最初は何かを確かめるように宙に浮くペカサスを黒風は縛りながら緩やかに動くのだが、何かに気付いたのと同時にペカサスは『ぐはっ!』と地面に落とされた。
「『ぺカサス!!!』」
『くっそこの闇野郎!』
信号のようにトパーズ・タイガーが跳びだすと共に黒い風は襲いかかりを始めた。
じゅうだい いとしいジュウダイ
台風みたいに黒い刃は正面から翔けて、宝玉獣一同で各々の方向に避け、アメジストとトパーズはお互いに頷きながらトパーズの背中に乗り、
刃へ飛び出した。
爪が風を切り裂いた。
『やったか…、!?』
だが切られた部分はすぐに修復されながら、新たな刃は切られたところから生み出され、一瞬でアメジストは捕まれながら空へ飛ばされ、
『ぎゃあぁー!』
地面へ捨てられた。
『アメジスト!この…』
『トパーズ、退け!ヨハン、俺の後ろにいろ!』
ヨハンの前へ立ち、アンバーは集中する体勢に入り、他の宝玉獣達は頷き、体は光となっていく。
『吾が力の証・宝石のアンバーよ!吾ら宝玉獣の力を集めて一つとなり、新たな路を開けよ!』
召喚されるように宝玉獣は次々と光となり空へ飛び、アンバーの額にいる宝石に吸い込まれていく。
黒い刃も力を集めるように風は中心を包み込んで一つ大きな黒い刃となった。
『――――宝石の陣・琥珀!』
合図となり、ヨハンが伏せた瞬間最後の光は宝石に入り込み、刃は彼らへ飛ぶと同時にアンバーは黒い刃に吼え、
宝石から強大な光は刃へ飛びながら突っ込む。
疾風は周りの全てを巻き込んだ。
「っうわぁっ!?」
伏せたとはいえ、突然な衝撃によってヨハンは嵐に引っ張られそうだが、体は草地から離れる瞬間にアンバーの鼻につかまれた。
『大丈夫か!ヨハン!』
「た、助かったぜ」
(っ?何故アンバーは俺に触れるんだ?)
「!そうだ!十代は…!」
衝撃波のせいで視線は沙や埃、草の破片に覆い隠され、灰色の情景を見つめながらヨハンは地面に降りた。
その瞬間だった。
ヤット ミツケタ

新たな音色が耳へ、届いた。
『……!!』
優しい旋律は一つの音で重くなり、落ち着くはずのメロディーは一気に激しくなり、まるで平和な町が戦争の匂いに気付き、混乱しながら人々の心が無言の悲鳴へ変って
いたみたいに。
「じゅ、うだぃ 、…」
霧は消えて、
ヴァイオリンを弾いている少年とその者を守る黒い風は青い眸に映った。

宝石の光と共に突っ込んだ黒い刃は散らかされる瞬間にヴァイオリンが旋律を変え、変化したメロディーがスイッチのように黒い刃は風に戻りながら主である少年の元へ向かい、壁を作りながら彼を守っていた。
「じゅう、」
『十代!落ち着くんだ!俺達はお前の敵じゃない!お前『達』もいったじゃ…』
「!アンバー・マンモス、危ない!」
一つ目の主音。
予兆もなく、黒い風は拡げながら海みたいにヨハンとアンバーへ襲う。
ミツケタ ヤットミツケタワ ジュウダイ

二つ目の主音。
「アンバー・マンモス!」
『ヨハン!十代をめざめ、  』
ふたりは避けた。
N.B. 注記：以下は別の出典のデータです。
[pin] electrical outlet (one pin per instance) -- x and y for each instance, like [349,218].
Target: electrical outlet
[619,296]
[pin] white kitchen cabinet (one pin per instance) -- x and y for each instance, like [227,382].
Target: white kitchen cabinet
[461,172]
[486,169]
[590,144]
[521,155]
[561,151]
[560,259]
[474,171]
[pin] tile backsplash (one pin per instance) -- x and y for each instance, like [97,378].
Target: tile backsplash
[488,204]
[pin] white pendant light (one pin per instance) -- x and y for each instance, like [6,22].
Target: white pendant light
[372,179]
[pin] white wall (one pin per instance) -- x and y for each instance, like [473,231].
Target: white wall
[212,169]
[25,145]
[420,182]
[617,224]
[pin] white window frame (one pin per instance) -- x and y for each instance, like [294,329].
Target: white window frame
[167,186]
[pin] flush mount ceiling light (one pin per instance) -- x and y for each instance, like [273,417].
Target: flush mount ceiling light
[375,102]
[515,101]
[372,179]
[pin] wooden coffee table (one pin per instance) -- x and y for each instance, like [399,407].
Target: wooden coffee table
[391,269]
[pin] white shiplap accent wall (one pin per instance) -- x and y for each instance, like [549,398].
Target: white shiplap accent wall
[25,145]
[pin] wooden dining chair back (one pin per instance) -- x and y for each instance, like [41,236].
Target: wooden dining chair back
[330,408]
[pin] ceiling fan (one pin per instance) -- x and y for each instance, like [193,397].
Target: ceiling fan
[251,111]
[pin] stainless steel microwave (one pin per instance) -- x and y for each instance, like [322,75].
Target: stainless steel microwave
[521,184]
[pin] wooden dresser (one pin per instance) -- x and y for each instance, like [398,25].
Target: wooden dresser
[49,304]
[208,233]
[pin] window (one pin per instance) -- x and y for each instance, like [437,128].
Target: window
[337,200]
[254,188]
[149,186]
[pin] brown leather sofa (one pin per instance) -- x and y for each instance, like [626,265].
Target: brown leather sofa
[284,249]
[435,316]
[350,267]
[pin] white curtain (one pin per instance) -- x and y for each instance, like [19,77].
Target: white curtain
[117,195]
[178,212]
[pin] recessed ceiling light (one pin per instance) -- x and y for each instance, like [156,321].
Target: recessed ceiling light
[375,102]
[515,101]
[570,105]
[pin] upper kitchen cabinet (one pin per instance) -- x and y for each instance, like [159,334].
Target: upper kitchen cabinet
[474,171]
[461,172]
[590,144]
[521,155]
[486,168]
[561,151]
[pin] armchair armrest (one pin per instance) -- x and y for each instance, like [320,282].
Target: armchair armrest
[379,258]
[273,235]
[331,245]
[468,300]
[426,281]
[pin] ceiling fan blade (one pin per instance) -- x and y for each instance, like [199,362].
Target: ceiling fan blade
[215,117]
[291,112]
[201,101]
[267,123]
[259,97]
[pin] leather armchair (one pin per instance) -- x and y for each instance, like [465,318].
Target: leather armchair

が、二人の行動を感じ取った風は地面を覆う刹那に方向を変え、ヨハンを捕まえようとするがアンバーはその隙にヨハンを無理矢理で他方へ推し、
瞬間もなくアンバーは少年の視界から姿を消された。
「…、…………っ」
三つ目の主音。
目を閉じながらヴァイオリンを引く少年の前に、一部の黒い風は姿となった。
少年と同じような身長、同じような髪型、少し違う服の模様、…そして慈悲はなく、
輝く黄金の両眸。
「『   』」
黒い風はヨハンを、見つめ 言葉を表した。
「『傷付けるな』」
(何なんだよ これは)
「『―――十代を、傷付けるな!!』」
(もう止めろ 止めろ!)
風はヨハンに向かい、
一つの目は再び大きく開く、
瞬間の前。

「もう止めろっ十代ぃっ!」
黒い風は止まった。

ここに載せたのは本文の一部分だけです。